In response to the new exemptions, Howell Wechsler, CEO of the Alliance for a Healthier Generation, said in a statement, “We would not lower standards for reading, writing, and arithmetic just because students found them challenging subjects, and we should not do it for school nutrition either.”
The problem here is not just that Purdue rolled back advances towards a healthier school lunch, but that those Obama advances weren’t nearly enough in the first place. In one standard, the HHFKA declared that all flavored milk be low fat. Flavored milk is a coy and vague name for chocolate milk. The problem with flavored milk isn’t simply the fat, it is the 20 grams of sugar per serving. For children under eight, this is nearly their daily recommended limit of sugar (both naturally occurring and added) in just one cup. No matter Purdue’s insistence chocolate milk is what does his body good, it is well documented that children—and adults—would be healthier if they skipped the sugared drinks.
This may not be Ronald Reagan infamously declaring ketchup as a vegetable, but advocating chocolate milk as an appropriate daily accompaniment to children’s lunches is hardly any better.

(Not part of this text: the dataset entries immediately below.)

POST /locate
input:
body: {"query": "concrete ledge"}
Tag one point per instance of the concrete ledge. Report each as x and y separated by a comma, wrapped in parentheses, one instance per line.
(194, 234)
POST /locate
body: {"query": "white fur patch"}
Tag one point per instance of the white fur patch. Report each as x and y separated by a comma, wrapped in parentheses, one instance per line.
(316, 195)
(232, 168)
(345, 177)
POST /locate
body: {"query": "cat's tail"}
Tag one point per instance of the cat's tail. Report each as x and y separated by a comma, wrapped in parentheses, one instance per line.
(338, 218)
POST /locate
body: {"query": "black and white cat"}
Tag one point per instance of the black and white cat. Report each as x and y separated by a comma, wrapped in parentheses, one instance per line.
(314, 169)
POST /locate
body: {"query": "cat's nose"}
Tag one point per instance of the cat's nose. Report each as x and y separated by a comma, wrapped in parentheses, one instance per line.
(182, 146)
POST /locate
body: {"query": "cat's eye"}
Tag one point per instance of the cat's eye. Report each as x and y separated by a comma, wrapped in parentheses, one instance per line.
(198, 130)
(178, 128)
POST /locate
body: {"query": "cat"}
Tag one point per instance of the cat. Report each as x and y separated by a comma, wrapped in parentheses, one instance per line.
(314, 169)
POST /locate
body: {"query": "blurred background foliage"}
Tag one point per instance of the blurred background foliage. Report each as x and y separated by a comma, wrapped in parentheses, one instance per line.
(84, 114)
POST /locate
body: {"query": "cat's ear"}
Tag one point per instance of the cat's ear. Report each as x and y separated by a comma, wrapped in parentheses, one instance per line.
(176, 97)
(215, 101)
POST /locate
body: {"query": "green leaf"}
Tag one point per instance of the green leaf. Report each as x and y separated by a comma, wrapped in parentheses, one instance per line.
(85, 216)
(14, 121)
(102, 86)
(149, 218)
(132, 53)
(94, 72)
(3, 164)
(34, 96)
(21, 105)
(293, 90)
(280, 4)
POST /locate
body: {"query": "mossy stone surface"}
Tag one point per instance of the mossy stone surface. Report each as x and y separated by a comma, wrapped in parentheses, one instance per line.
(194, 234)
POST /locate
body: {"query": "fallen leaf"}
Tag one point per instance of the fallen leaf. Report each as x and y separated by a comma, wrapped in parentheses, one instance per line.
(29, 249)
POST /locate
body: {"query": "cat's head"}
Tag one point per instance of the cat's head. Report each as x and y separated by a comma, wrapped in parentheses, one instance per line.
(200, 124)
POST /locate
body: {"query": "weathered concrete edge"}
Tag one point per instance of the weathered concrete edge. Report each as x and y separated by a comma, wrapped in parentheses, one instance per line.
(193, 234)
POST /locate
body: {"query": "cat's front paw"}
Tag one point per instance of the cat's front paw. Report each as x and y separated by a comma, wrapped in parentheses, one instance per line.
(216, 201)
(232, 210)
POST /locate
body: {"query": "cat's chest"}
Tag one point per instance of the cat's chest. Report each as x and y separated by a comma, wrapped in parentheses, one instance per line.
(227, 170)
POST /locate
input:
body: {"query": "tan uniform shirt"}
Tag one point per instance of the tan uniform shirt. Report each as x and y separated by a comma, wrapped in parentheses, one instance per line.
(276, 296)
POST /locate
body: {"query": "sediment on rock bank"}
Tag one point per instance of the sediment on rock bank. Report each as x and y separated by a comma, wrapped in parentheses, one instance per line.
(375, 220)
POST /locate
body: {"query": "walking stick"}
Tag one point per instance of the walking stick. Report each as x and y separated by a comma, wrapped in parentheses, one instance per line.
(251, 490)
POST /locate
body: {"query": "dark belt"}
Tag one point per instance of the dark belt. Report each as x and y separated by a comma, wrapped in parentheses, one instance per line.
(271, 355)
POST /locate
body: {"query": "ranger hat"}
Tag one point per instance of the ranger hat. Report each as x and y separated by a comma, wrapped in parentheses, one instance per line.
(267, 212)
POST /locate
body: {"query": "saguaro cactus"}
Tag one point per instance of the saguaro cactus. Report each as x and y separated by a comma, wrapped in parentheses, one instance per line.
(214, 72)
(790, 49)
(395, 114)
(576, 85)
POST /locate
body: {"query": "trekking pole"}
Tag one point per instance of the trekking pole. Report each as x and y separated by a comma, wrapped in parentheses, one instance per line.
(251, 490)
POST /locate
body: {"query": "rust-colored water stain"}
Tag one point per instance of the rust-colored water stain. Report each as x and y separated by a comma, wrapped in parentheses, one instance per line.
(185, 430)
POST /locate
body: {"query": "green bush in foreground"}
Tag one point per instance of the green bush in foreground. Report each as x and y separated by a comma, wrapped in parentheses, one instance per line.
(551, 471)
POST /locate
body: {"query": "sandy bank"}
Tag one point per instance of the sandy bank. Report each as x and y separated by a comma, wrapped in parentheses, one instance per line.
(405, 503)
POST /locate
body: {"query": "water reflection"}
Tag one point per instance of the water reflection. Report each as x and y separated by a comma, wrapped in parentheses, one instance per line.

Purdue is a grandfather of 14, so it has been a while since he’s parented, and we all know that grandparents are the worst offenders when it comes to indulging our kids.To think, though, that Purdue’s changes are merely the quaint proclivity towards indulgence of a grandfather would be naive. Like everything, and particularly in government, follow the money to understand the motivations behind the policy.
Tax records show that 60% of the income of the School Nutrition Association (the SNA is the very association that oversees school lunches nationwide) came from sponsorship fees from food companies including Schwan’s and Con-Agra (the proud parents of the notoriously unhealthy, such as frozen pizzas and canned whipped cream). Companies like Schwan’s rely deeply on the American school child’s dedication and devotion (or simply put, addiction) to salt, sugar, and processed white flour. Big Food controls the SNA, which in turn lobbies the USDA, which obediently un-does the few small steps made towards healthier lunches.
The best way to control a child’s lunch is to make it at home. You can get involved through your PTA or by directly registering your concerns with the school’s administration. Nothing the USDA issued this month, on school lunches, is mandatory; that is good! It is up to each individual school to decide how they should (if at all) comply with the HFFKA guidelines. Since the current administration isn’t going to look out for our kids here, it is up to parents to demand schools provide healthy, nutritious options for kids, rather than reliable income for the processed food industry.